When they had seen his remarkable power, the ascetics, who were in a state of great anger, were enlightened by Ārdrakakumāra. Sent to Śrī Mahāvīra’s samavasaraṇa, they went and took initiation, possessing tranquillity and desire for emancipation.[3]

King Śreṇika heard of the release of the elephant, how it happened, and of the enlightenment of the ascetics and went there with Abhaya. The muni delighted the king, who paid homage with devotion, with the blessing, “May you have dharma,” which bestows good fortune on all. When he had seen the muni seated on pure ground, free from care, the king asked, “Blessed One, I am amazed at the freeing of the elephant.” The sage said: “Lord, the freeing of the elephant was not difficult, (but) release from the snare of the spinning-thread seems difficult.” Questioned by the king, the muni told the story of the spinning-thread. The king and the people were astonished.

Then the sage, Ārdrakakumāra, said to Abhaya: “You, a disinterested benefactor, became my brother in dharma. You, Prince, sent the Arhat-statue to me.

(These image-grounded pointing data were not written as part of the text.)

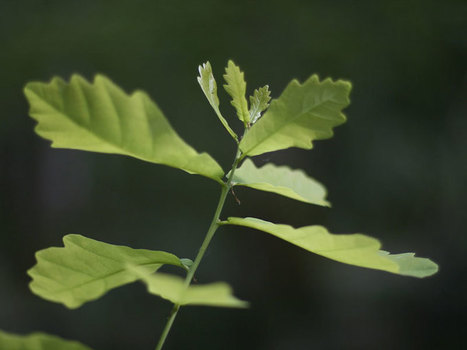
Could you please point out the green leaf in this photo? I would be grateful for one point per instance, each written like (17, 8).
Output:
(208, 85)
(354, 249)
(303, 113)
(86, 269)
(173, 288)
(236, 88)
(282, 180)
(100, 117)
(259, 102)
(37, 341)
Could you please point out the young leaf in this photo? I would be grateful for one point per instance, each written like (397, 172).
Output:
(282, 180)
(259, 102)
(37, 341)
(208, 85)
(354, 249)
(303, 113)
(86, 269)
(100, 117)
(236, 88)
(174, 289)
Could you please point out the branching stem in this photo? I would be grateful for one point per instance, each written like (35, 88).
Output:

Having remembered former births from the sight of it, I became a follower of the Arhats. What was not given me by you? What benefit was not conferred by you by whom, having employed a device, I was turned to the religion of the Arhats? I, sunk in the deep mud of non-Āryanism, was raised by you. Enlightened by your cleverness, I came to the land of the Aryas. I have taken initiation, enlightened by you. Because of that, Abhayakumāra, you will prosper greatly with good fortune.”

Then Śreṇika, Abhaya, and the other people, after paying homage to the sage with delighted hearts, went to their respective homes. Then the muni paid homage to Lord Śrī Vīra who had come to the city Rājagṛha. Having accomplished his own purpose from service at his lotus-feet, he attained emancipation.

Footnotes and references:

[1]:

Apparently an allusion to asbestos.

[2]:

Hastitāpasa. A Buddhist sect of monks who lived on elephant-meat. PH.

[3]:

Two of the characteristics of right-belief. See I, n. 121.